Clause 1.3 of the contract indicates that the equity transfer price involved in the case is determined on the basis of the audit report and the asset appraisal report. Further, under clause 1.4 of the contract, the defendant was obliged to ensure that the transfer of equity did not have circumstances that were not disclosed in the two reports that might affect the results of the assessment. However, in fact, neither of the two reports disclosed the subcontracting payment of Company A to Company B. The debt was later determined by the judgment to be nearly 5 million yuan, which was enough to affect the assessment of the net assets of the target company, but the impact was not taken into account when the contract determined the equity transfer price, and the quality of the equity, that is, the actual value, was bound to be inconsistent with the contract. ......

The court of first instance then held that the plaintiff's existing evidence could not calculate and prove the difference in the quality of the equity:

The Court held that, first of all, equity, that is, shareholders' equity, is reflected in the equity enjoyed by the owner after deducting liabilities from the assets of the target company. Although the project money owed by Company A to Company B is a liability, the carrying amount of the creditor's rights and debts is not necessarily equivalent to the appraisal value, and the appraisal value is not necessarily equal to the equity price agreed upon by the parties. In particular, because equity has the dual attributes of property rights and membership rights, although the rights contained in equity, such as dividend rights and asset distribution rights, have a certain relationship with the economic interests of shareholders, the value of their rights cannot be simply measured in monetary terms.
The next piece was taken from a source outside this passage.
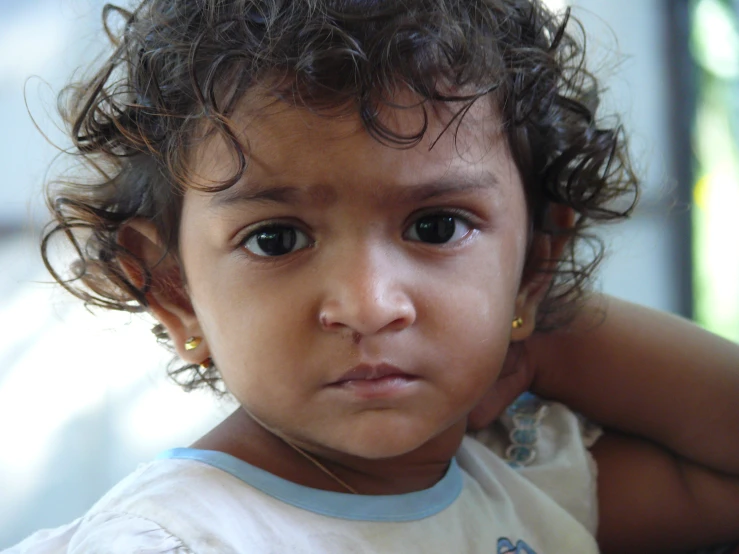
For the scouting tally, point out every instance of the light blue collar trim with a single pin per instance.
(399, 507)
The equity transfer price of RMB117 million in this case does not correspond exactly to the valuation of the subject equity of RMB116,458,400.

Secondly, the Court noted that the Schedule of Asset Appraisal Reports treated a receivable of $1,699,328.04 from Company A to Company B as a bad debt and was not included in the Company's assets for valuation. However, after the completion of the equity transfer in this case, after the ... The arbitral award, the claim has been realized in RMB3,044,950.16. The claim is also sufficient to affect the assessment of the net assets of the target company, but this impact is not taken into account when the contract determines the equity transfer price. Although the previous conclusion that the quality of the subject equity was not in accordance with the agreement is still true, unless the impact of the claims and debts omitted above is fully included in the scope of assessment and the market value of the subject equity at the base date is re-evaluated accordingly, it is impossible to determine whether the quality of the subject equity is higher or lower than that agreed in the contract, and whether the plaintiff is indeed damaged, let alone the extent of the damage. Based on this, on September 14, 2018, this court organized a conversation between the plaintiff and the defendant, clarified the burden of proof, and proposed to conduct the above audit assessment, but the plaintiff clearly stated that it did not agree with the audit assessment.

In summary, this court held that the plaintiff had the obligation to prove the existence or non-existence of the difference in price claimed, the amount and the facts on which it was calculated, and now the plaintiff's own evidence could not prove it, and refused to entrust a third party to audit and evaluate, and should bear adverse consequences in accordance with law.

In the end, the case rejected the plaintiff's claims in the first instance. The plaintiff appealed against the first-instance judgment to a Shanghai Intermediate Court. The second-instance judgment rejected the appeal and upheld the original judgment.